Indeed. And he channels Ruy Teixeira’s numbers to prove it. They’re encouraging. Not that long ago I was watching the old, bad movie The Devil’s Advocate whose premise is pretty much summed up in its plot, and whose end essentially argues that the devil’s scheme is to fill the world with lawyers so that sinners can get off easy. Personally, if I were devil, I’d follow Shakespeare’s advice and kill all the lawyers – all the better to remove all checks and balances and screw the masses, be it the profiled and wrongly accused or the victims of corporate malfeseance and crimminal wrongdoing the right loves to hate. Are there nasty lawyers out there? Of course. There are also a hell of a lot of nasty congressmen.
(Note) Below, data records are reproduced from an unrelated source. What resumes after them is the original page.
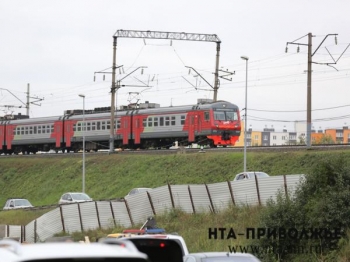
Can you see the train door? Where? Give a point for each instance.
(125, 129)
(2, 135)
(68, 132)
(137, 128)
(193, 125)
(9, 135)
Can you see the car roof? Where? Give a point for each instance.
(16, 199)
(218, 254)
(222, 254)
(46, 251)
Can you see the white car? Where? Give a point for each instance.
(12, 251)
(250, 175)
(16, 203)
(74, 197)
(138, 190)
(220, 256)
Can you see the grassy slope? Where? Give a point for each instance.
(43, 180)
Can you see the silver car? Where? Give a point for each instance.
(16, 203)
(250, 175)
(220, 257)
(74, 197)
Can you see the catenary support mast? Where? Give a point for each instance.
(157, 35)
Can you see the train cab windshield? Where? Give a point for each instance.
(225, 115)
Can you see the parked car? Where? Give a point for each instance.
(220, 256)
(138, 190)
(158, 248)
(250, 175)
(14, 251)
(16, 203)
(74, 197)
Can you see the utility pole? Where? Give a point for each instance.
(216, 79)
(27, 104)
(111, 129)
(309, 77)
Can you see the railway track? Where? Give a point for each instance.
(197, 150)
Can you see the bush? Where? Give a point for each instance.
(319, 212)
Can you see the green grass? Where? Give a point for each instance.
(44, 180)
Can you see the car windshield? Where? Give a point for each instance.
(227, 258)
(22, 202)
(143, 189)
(80, 196)
(260, 174)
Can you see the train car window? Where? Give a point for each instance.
(167, 121)
(183, 119)
(206, 115)
(231, 116)
(150, 121)
(219, 115)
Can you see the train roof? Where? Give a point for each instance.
(169, 109)
(155, 110)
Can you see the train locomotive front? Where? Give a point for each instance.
(225, 124)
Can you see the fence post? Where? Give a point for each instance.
(231, 192)
(285, 186)
(62, 220)
(151, 202)
(189, 191)
(80, 218)
(129, 213)
(257, 189)
(211, 202)
(110, 203)
(35, 234)
(171, 196)
(98, 215)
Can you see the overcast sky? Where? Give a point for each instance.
(56, 46)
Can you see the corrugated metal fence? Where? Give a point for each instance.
(136, 208)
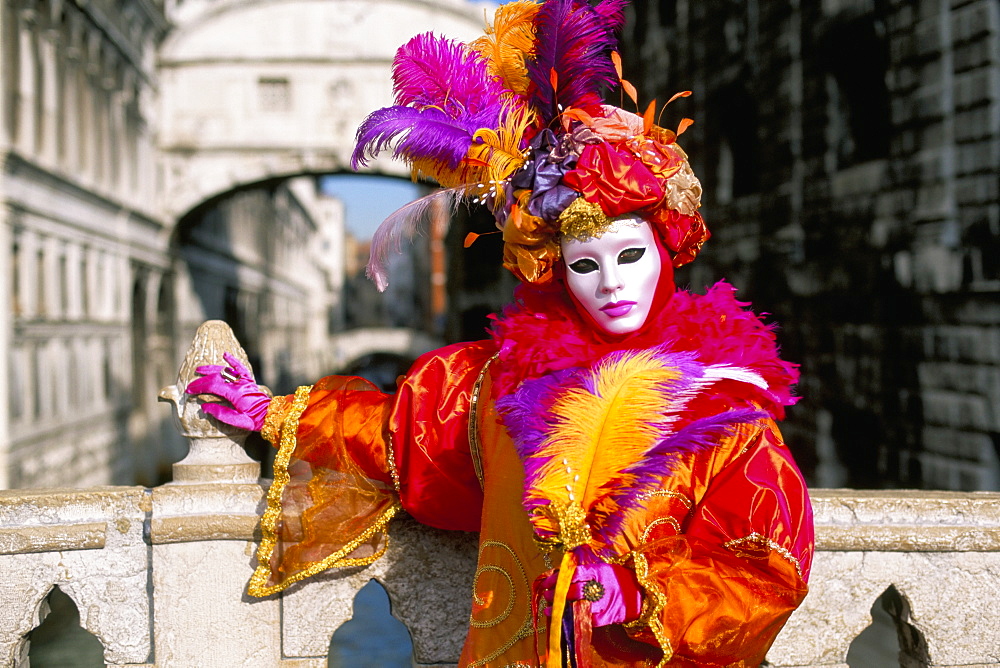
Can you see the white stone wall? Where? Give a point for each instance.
(940, 550)
(291, 81)
(81, 236)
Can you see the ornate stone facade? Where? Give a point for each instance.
(849, 151)
(126, 128)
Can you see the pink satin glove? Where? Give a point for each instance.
(613, 592)
(235, 384)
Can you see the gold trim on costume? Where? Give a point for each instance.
(657, 522)
(475, 449)
(527, 627)
(269, 521)
(651, 613)
(669, 493)
(391, 459)
(276, 411)
(760, 540)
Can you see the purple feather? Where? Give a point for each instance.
(417, 133)
(575, 41)
(435, 71)
(524, 414)
(612, 13)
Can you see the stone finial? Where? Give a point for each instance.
(216, 453)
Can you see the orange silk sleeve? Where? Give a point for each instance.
(720, 590)
(332, 493)
(348, 454)
(438, 482)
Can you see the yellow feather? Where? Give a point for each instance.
(596, 436)
(501, 148)
(509, 42)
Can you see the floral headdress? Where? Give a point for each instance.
(515, 120)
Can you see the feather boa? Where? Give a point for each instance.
(541, 332)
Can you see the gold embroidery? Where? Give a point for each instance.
(475, 449)
(391, 458)
(670, 494)
(276, 411)
(755, 538)
(479, 600)
(268, 523)
(652, 611)
(527, 627)
(657, 522)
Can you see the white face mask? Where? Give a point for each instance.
(614, 276)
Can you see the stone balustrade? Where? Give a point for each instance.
(159, 575)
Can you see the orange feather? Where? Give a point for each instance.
(508, 43)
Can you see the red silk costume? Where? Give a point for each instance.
(721, 551)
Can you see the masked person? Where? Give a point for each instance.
(613, 441)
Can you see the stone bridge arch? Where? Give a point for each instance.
(266, 89)
(353, 344)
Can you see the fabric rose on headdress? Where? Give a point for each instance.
(615, 179)
(542, 175)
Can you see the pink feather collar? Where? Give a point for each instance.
(541, 332)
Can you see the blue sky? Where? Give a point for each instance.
(368, 200)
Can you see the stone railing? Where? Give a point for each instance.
(159, 575)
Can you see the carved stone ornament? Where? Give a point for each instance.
(216, 453)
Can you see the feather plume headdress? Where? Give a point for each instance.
(515, 120)
(594, 441)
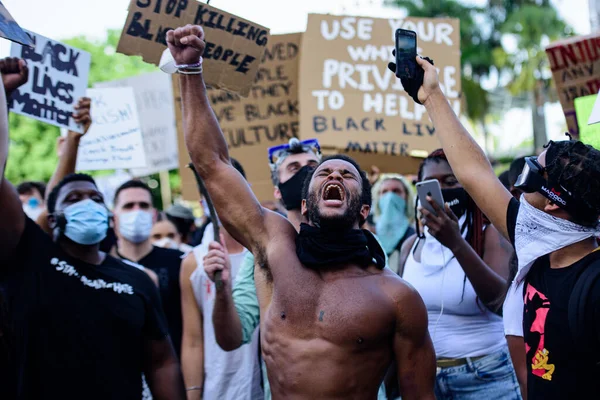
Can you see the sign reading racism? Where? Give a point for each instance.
(351, 101)
(267, 117)
(114, 140)
(575, 64)
(234, 46)
(58, 76)
(154, 99)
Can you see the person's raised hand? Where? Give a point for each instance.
(443, 226)
(217, 259)
(186, 44)
(82, 115)
(14, 73)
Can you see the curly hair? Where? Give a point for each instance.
(576, 167)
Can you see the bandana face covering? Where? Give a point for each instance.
(317, 249)
(536, 235)
(291, 190)
(392, 223)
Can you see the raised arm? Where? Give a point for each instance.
(12, 218)
(413, 349)
(192, 342)
(467, 159)
(238, 209)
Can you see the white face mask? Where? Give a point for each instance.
(166, 243)
(135, 226)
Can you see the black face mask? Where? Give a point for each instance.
(457, 200)
(291, 190)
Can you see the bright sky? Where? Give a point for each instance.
(60, 19)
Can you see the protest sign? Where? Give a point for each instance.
(351, 101)
(114, 140)
(10, 30)
(154, 99)
(234, 46)
(584, 108)
(575, 65)
(58, 76)
(267, 117)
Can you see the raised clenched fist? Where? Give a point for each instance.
(14, 73)
(186, 44)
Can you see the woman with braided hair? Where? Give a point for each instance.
(459, 265)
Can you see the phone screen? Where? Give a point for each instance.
(406, 51)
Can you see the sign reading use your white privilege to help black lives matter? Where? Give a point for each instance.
(234, 46)
(267, 117)
(58, 76)
(351, 101)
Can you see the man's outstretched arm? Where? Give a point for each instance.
(12, 219)
(413, 349)
(467, 159)
(239, 211)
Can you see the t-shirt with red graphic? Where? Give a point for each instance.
(558, 368)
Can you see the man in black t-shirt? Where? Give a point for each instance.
(134, 216)
(554, 231)
(76, 323)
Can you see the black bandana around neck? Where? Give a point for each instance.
(317, 249)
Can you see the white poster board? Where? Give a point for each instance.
(154, 99)
(58, 77)
(114, 140)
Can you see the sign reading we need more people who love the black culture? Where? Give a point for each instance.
(234, 46)
(58, 77)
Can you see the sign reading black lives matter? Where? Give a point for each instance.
(234, 46)
(58, 77)
(351, 101)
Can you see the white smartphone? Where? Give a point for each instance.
(430, 188)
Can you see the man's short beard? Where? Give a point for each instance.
(342, 222)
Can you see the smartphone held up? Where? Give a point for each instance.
(406, 52)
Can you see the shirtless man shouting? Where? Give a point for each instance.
(332, 318)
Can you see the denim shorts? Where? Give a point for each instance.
(491, 378)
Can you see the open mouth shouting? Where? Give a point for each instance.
(334, 194)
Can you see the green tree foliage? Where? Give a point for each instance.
(32, 152)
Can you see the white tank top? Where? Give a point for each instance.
(466, 328)
(228, 375)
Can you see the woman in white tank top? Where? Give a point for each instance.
(459, 266)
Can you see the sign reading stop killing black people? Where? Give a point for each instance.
(58, 77)
(234, 46)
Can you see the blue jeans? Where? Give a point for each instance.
(489, 378)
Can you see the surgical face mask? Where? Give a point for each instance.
(32, 208)
(86, 222)
(166, 243)
(392, 223)
(457, 200)
(135, 226)
(291, 190)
Among the papers I wrote before finishing sophomore year a couple weeks ago was one tracing the development and dominance of culturalist views of poverty in American discourse and policy on poverty, bringing together quotes from Republican and Democratic think tanks popularizing the ideas, from Presidents Clinton and Bush endorsing them, and from welfare recipients attesting to the devastating impact of the policies they wrought. I talked about the intuitive appeal of a culturalist perspective – of the idea that the poor are suffering from a culture of poverty and not from material deprivation and economic displacement – as an alternative for the middle- and upper-classes to recognition of responsibility for the conditions of the poor and the potential for themselves to become poor in the future, not through moral failing but through economic crisis. No quote in that paper, however, could sum up the seductive appeal and utter dishonesty of the culturalist view as well as this one delivered yesterday by the Secretary of Housing and Urban Development, Alphonso Jackson:

Being poor is a state of mind, not a condition.
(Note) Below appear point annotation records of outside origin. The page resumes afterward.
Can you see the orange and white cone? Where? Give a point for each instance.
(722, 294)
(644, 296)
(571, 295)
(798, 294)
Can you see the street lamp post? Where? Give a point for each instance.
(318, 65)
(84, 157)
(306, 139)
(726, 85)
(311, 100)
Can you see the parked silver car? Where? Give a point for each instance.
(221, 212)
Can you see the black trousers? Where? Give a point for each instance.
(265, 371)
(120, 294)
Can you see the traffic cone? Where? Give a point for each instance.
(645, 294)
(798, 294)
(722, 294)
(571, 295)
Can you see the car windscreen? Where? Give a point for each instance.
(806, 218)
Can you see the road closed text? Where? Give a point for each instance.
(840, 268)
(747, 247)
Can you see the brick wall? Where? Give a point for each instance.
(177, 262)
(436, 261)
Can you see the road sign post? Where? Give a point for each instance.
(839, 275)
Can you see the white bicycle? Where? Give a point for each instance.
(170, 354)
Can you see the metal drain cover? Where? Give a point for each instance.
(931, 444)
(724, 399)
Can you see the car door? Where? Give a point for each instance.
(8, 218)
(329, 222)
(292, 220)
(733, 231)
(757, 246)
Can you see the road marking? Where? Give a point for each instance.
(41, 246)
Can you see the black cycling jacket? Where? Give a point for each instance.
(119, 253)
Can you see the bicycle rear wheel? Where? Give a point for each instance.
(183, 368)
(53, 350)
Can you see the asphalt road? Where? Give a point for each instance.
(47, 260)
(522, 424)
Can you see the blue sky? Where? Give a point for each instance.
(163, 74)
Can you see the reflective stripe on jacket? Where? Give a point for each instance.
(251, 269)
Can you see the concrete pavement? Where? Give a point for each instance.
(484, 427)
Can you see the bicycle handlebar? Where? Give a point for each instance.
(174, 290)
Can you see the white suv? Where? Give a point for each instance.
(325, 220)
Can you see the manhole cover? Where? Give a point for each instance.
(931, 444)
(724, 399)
Perhaps I can be among the first to call for Secretary Jackson’s resignation.

Now I acknowledge that unlike some, I don’t know from (weird Hebrew-ish construction, I know…) music other than a very narrow selection of it, and I pretty sure I know less about Blender Magazine. But apparently, in a verifiable Blender Blunder, these people have named “Sound of Silence” by the prophetic Paul Simon, as the 42nd worst song of all time. Now I do know that there are many, many more than 42 songs out there, many of them written by non-prophetic writers, and thus feel comfortable declaring Blender Magazine to know nothing about music (or, for that matter, prophecy). Maybe Brian and I can start a bi-partisan campaign to shame them into submission.

Urban Outfitters reached a new low recently with its “Voting is for Old People” T-Shirt, a subversively pro-establishment, pro-disenfranchisement whose impact would be, unsurprisingly, to leave Urban Outfitters’ wealthy Republican CEO that much better off. And it’s ugly, too.

Now the Bus Project is offering an alternativ: Vote, F*cker.